Pour Annick Jeanmairet, célèbre animatrice de l’émission «Les basiques de Pique-assiette», se mettre aux fourneaux est une affaire de bon goût.

Sa petite cuisine genevoise est sans doute la plus connue de Suisse romande. Son gimmick – «et hop au compost» – est devenu un signe de reconnaissance parmi ses fans. Quant à sa bonne humeur contagieuse auprès de ses fidèles téléspectateurs et lecteurs, elle n’a pas fini de mettre du sel en cuisine. Pour sûr, Annick Jeanmairet est la personnalité culinaire préférée des Romands.

Chouchou du public, la Genevoise est également respectée par les plus grands chefs qui n’hésitent pas à venir parler cuisson des œufs ou purée de pommes de terre dans son émission, tout en discutant le bout de gras.

Il n’en fallait pas plus pour que, à l’heure où Migros lance sa nouvelle plateforme culinaire Migusto, nous faisions un point cuisine avec Madame Pique-assiette.

Annick Jeanmairet, quelles sont les grandes tendances actuellement en cuisine?

Au restaurant, j’observe par exemple le retour d’une certaine cuisine bourgeoise. Les chefs la revisitent en ayant toutefois la main moins lourde sur le beurre et les sauces et en privilégiant les jus et les réductions. Par ailleurs, ce qu’on appelle la cuisine dans l’assiette, c’est-à-dire une présentation très, voire trop, recherchée du plat a tendance à s’essouffler. Aujourd’hui, on revient à une cuisine réalisée dans la poêle. Enfin, je note que chez certains chefs le légume s'impose de plus en plus comme l'ingrédient-phare d'un plat et que la viande et le poisson jouent un rôle de faire-valoir.

Cela est sans doute dû à la montée en puissance du végétalisme…

Je nuancerais le propos. Le végétalisme est plutôt le fait d’une minorité agissante. On en parle beaucoup mais si l’on regarde les statistiques, on voit que cela ne concerne en fait que peu de gens. Non, ce dont je vous parlais s’inscrit dans une évolution que j’estime positive, comme celle du slow meat.

Le slow meat?

C’est une démarche qui n’interdit pas la viande mais qui sensibilise les consommateurs aux conditions d’élevage et au bien-être animal.

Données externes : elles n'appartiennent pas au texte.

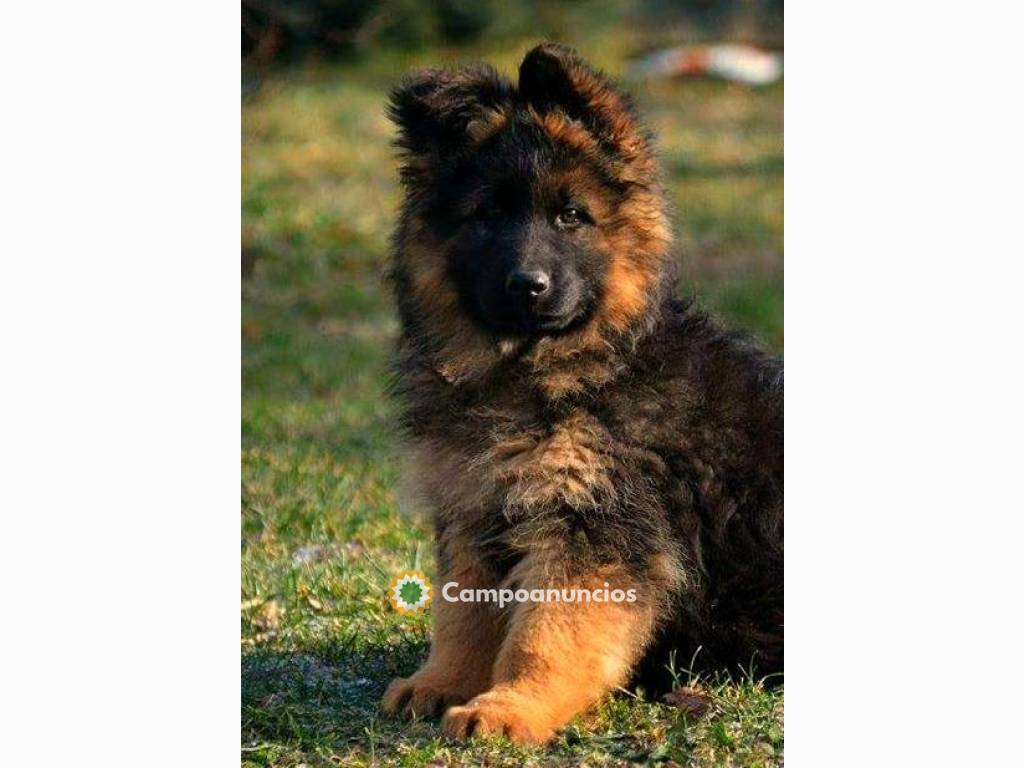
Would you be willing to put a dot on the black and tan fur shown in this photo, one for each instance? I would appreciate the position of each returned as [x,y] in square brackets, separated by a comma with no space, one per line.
[636,444]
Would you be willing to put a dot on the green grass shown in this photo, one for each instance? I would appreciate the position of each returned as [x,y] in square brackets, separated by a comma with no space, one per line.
[323,530]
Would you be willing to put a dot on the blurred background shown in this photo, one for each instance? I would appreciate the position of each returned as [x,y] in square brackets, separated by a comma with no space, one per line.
[322,527]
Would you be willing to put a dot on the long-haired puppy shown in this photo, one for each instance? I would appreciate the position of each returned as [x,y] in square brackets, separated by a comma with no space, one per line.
[571,425]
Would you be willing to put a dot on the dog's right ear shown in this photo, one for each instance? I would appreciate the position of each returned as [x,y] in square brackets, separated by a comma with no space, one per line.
[434,109]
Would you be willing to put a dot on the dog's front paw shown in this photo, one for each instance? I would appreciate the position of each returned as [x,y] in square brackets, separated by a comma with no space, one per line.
[499,714]
[420,695]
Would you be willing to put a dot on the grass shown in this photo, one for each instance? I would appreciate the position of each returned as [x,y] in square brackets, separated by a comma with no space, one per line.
[323,528]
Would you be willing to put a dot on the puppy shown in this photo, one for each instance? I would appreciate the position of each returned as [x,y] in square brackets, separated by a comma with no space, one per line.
[572,426]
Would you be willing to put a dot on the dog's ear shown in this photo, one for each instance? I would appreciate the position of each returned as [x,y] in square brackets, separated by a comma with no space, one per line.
[434,110]
[554,77]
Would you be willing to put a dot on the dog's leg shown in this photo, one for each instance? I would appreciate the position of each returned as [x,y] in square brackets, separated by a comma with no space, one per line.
[557,659]
[465,642]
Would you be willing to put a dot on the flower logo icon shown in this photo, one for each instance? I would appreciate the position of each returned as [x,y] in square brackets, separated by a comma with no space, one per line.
[410,592]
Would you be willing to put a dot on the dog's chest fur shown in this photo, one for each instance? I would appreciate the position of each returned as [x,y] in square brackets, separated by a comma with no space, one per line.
[516,462]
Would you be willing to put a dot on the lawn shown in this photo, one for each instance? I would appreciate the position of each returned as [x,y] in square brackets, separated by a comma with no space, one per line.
[323,525]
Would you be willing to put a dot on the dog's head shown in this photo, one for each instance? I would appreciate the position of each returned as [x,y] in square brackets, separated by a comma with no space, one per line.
[538,204]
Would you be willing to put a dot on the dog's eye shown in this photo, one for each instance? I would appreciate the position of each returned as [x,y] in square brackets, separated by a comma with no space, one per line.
[569,218]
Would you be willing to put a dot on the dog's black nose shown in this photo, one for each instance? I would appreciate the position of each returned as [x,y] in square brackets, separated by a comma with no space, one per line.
[527,283]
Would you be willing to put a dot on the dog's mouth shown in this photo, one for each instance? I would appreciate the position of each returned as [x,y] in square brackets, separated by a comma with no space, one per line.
[541,324]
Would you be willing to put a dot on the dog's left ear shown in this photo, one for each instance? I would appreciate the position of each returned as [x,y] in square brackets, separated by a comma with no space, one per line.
[434,110]
[554,77]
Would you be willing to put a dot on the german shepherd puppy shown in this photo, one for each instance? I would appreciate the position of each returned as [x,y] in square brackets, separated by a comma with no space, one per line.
[571,425]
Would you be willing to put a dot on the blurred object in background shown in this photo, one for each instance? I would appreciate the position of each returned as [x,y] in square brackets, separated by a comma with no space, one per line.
[273,30]
[737,64]
[276,31]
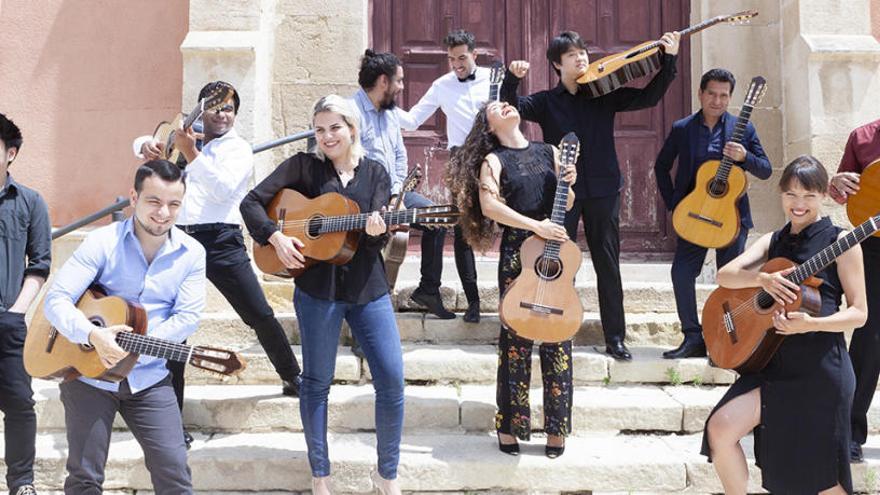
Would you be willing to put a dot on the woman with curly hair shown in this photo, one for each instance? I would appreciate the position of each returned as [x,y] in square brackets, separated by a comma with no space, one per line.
[499,176]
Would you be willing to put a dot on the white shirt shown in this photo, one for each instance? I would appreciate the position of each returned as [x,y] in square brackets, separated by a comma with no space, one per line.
[460,101]
[216,181]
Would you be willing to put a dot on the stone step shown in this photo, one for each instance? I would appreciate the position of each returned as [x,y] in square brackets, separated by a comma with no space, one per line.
[638,296]
[457,463]
[227,329]
[255,408]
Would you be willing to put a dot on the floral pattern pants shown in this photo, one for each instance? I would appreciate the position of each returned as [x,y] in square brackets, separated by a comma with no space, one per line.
[515,364]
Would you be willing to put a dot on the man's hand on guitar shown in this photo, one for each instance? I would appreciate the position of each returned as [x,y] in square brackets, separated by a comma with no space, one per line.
[375,224]
[783,290]
[103,339]
[735,152]
[792,323]
[550,231]
[287,249]
[152,149]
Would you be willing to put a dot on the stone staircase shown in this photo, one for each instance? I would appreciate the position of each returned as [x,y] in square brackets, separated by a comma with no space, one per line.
[637,425]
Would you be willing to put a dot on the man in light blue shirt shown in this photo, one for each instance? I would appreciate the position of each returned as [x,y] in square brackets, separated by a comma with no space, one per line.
[144,260]
[381,80]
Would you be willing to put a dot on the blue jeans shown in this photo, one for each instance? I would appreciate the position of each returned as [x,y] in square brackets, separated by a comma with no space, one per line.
[375,328]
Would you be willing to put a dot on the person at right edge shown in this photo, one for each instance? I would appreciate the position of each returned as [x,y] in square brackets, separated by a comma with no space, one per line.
[566,108]
[695,139]
[862,149]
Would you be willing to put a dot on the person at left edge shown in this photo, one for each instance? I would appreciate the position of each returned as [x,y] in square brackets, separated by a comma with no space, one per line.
[25,241]
[218,177]
[326,294]
[146,260]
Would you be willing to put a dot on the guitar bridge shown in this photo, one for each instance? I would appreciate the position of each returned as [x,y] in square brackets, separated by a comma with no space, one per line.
[729,324]
[714,223]
[540,308]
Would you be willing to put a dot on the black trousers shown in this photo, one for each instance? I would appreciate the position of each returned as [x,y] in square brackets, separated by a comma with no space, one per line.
[864,348]
[17,403]
[601,218]
[686,267]
[229,269]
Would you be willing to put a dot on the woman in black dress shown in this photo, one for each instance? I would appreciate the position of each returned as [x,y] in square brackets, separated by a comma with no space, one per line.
[499,176]
[799,405]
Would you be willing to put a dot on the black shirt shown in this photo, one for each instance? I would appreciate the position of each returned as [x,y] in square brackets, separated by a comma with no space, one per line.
[362,279]
[25,234]
[559,112]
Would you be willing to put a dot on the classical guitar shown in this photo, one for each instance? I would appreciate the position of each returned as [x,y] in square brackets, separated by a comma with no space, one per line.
[395,251]
[609,73]
[164,132]
[865,203]
[542,304]
[48,354]
[738,323]
[329,227]
[708,216]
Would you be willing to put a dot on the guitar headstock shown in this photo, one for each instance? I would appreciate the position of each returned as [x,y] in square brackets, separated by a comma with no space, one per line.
[438,216]
[756,91]
[217,360]
[740,17]
[569,149]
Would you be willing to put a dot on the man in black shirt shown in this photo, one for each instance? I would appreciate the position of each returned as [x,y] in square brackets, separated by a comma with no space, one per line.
[25,241]
[597,192]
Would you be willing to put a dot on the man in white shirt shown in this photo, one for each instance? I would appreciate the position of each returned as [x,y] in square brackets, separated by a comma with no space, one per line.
[218,177]
[459,93]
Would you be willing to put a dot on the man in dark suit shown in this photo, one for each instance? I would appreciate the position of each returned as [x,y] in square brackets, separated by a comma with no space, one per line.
[694,139]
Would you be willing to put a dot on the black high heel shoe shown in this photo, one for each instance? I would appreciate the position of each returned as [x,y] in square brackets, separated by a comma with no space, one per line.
[508,448]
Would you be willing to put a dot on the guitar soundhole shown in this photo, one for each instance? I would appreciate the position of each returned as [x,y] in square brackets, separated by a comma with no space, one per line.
[717,188]
[548,269]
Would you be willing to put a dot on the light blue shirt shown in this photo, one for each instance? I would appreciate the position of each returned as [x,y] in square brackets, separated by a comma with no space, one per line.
[171,289]
[382,139]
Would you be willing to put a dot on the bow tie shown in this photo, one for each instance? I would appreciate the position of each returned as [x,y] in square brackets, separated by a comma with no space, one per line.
[472,77]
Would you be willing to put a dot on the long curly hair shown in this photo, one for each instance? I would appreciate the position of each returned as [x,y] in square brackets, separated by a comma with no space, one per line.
[463,180]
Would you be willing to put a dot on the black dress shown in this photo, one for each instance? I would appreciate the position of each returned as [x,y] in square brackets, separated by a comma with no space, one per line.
[528,186]
[802,442]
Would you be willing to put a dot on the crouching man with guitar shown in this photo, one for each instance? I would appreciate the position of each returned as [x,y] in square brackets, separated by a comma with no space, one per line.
[328,293]
[144,260]
[798,399]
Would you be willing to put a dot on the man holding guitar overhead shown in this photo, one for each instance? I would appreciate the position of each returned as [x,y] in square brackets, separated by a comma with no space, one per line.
[863,149]
[144,260]
[459,93]
[566,108]
[705,135]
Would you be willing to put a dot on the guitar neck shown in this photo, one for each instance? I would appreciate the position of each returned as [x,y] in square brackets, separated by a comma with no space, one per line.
[827,256]
[739,130]
[152,346]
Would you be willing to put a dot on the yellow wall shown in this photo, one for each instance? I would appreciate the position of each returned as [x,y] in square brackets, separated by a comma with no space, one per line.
[82,78]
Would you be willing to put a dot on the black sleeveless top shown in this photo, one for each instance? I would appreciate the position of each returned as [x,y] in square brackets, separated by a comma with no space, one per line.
[528,179]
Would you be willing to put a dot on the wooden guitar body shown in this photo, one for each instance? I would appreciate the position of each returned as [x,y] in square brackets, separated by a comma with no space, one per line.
[333,247]
[613,71]
[542,303]
[739,331]
[708,216]
[866,203]
[48,354]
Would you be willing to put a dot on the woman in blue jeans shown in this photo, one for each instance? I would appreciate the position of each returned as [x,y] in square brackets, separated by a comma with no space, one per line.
[326,294]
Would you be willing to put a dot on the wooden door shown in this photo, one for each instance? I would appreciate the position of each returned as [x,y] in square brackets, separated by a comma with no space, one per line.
[521,29]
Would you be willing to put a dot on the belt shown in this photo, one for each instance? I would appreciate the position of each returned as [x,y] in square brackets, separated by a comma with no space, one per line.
[207,227]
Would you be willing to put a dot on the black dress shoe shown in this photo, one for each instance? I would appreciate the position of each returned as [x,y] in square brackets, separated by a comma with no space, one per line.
[688,348]
[618,351]
[187,439]
[291,387]
[472,315]
[433,302]
[855,452]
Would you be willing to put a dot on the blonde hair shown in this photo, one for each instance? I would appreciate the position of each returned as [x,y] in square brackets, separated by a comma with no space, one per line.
[345,109]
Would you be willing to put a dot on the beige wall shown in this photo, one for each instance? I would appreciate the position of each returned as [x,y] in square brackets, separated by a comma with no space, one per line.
[82,78]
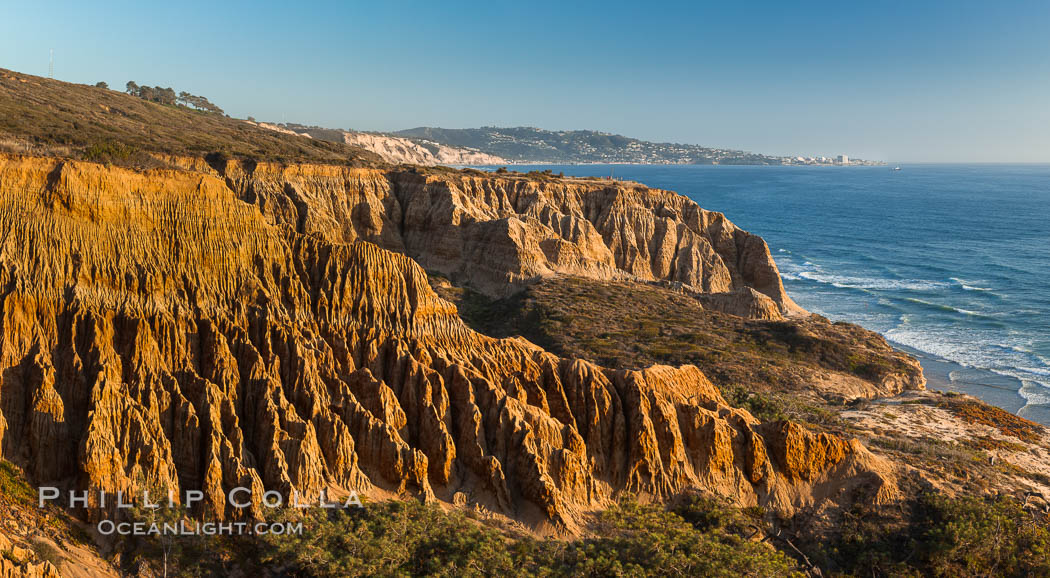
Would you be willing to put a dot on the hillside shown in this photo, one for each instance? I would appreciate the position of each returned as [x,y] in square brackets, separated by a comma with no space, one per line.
[48,117]
[458,339]
[526,145]
[395,149]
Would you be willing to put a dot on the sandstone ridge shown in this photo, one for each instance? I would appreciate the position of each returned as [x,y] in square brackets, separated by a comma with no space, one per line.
[500,232]
[264,326]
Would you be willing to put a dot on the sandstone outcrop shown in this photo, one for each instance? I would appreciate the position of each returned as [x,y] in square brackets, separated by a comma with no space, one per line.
[246,326]
[497,232]
[397,149]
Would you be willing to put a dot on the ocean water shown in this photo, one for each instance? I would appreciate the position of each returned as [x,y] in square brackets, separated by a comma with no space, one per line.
[949,262]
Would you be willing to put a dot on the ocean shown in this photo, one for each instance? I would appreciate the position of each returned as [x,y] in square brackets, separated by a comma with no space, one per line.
[950,263]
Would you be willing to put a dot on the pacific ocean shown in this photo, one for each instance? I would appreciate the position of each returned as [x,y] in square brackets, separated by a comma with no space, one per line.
[950,263]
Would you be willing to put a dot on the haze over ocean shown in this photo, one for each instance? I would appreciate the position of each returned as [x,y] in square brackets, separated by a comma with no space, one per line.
[949,262]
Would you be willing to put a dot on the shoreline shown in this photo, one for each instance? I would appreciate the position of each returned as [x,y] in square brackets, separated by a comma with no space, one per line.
[1002,391]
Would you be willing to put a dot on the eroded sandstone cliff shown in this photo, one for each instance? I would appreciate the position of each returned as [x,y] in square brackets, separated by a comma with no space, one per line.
[499,232]
[267,327]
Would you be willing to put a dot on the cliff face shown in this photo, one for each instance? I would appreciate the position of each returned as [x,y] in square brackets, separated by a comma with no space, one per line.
[497,233]
[396,149]
[195,330]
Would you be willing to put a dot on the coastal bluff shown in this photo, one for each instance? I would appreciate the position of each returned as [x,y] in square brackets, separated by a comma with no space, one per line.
[215,325]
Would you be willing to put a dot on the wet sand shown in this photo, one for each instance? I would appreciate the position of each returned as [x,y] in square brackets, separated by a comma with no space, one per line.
[1001,391]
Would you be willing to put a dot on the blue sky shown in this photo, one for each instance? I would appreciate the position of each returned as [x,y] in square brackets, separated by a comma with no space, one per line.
[899,81]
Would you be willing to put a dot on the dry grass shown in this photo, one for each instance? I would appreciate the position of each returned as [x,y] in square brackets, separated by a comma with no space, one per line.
[48,117]
[1006,422]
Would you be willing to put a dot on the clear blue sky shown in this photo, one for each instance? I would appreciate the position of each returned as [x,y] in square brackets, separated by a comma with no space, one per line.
[946,81]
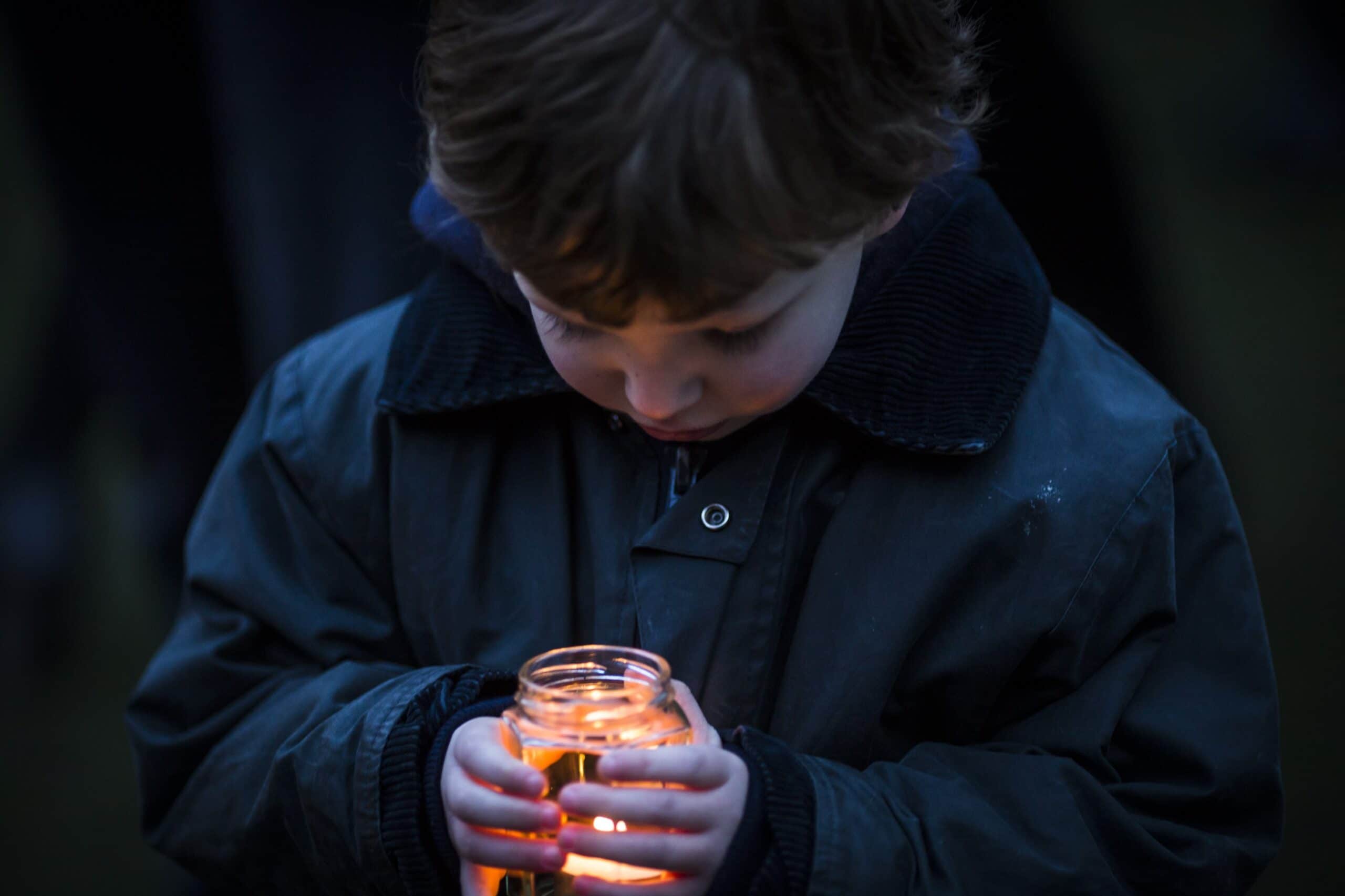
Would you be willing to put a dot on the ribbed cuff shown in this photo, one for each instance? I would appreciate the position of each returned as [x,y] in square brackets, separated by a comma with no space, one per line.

Leur slogan est «Moins de viande mais de meilleure qualité.» Au final, cette démarche est bénéfique pour tout le monde: les bêtes, la terre et bien sûr l’homme.

La cuisine sans gluten, sans lactose, ça vous inspire?

Non au contraire. Je n’aime pas cuisiner avec des «sans». Je préfère les «avec». Je constate avec effarement à quel point la nutrition devient toujours plus un paradigme de base. Aujourd’hui, on ne voit plus dans les aliments leurs saveurs mais leurs valeurs en oméga 3 ou en nutriments. C’est très américain, tout ça. Eux, ils boivent du vin, car c’est bon pour leurs artères. Moi, j’en bois car j’aime ça. Je veux défendre cette vision de l’alimentation. Elle fait partie de notre culture latine.

Certaines personnes sont toutefois réellement allergiques...

Oui et je les respecte bien entendu. Ce qui me déplaît par contre, c’est cette tendance à cloisonner les manières de manger. Cuisiner pour des invités devient de plus en plus difficile car il faudrait penser à ceux qui ne mangent pas de viande, à ceux qui sont noglu, soit aux sans gluten, aux sans lactose, etc. Ce n’est plus possible. La cuisine ne doit être dictée par les particularismes alimentaires. Au contraire, cela doit rester un moment de plaisir et de partage.

Avec votre fils, qui a 5 ans, revisitez-vous la nourriture pour enfant?

Pour moi, il n’y a pas de nourriture pour enfant. Il y a juste une éducation au goût. Je n’ai jamais servi à mon fils des plats transformés. En ce sens, il est privilégié, bien que j’estime que tous les enfants devraient pouvoir avoir cette chance. Préparer des pâtes avec un coulis de tomates sans additifs, c'est très facile. On en trouve dans tous les commerces.

Mange-t-il de tout?

Non bien sûr, mais ce n’est pas grave. En ce moment, il n’aime pas l’amer. C’est normal. Je ne le force jamais à manger quelque chose. Par contre, j’essaie tout avec lui. Et si cela ne lui plaît pas, je me dis que, plus tard, il changera peut-être d’avis. Le plus important est de le former au goût.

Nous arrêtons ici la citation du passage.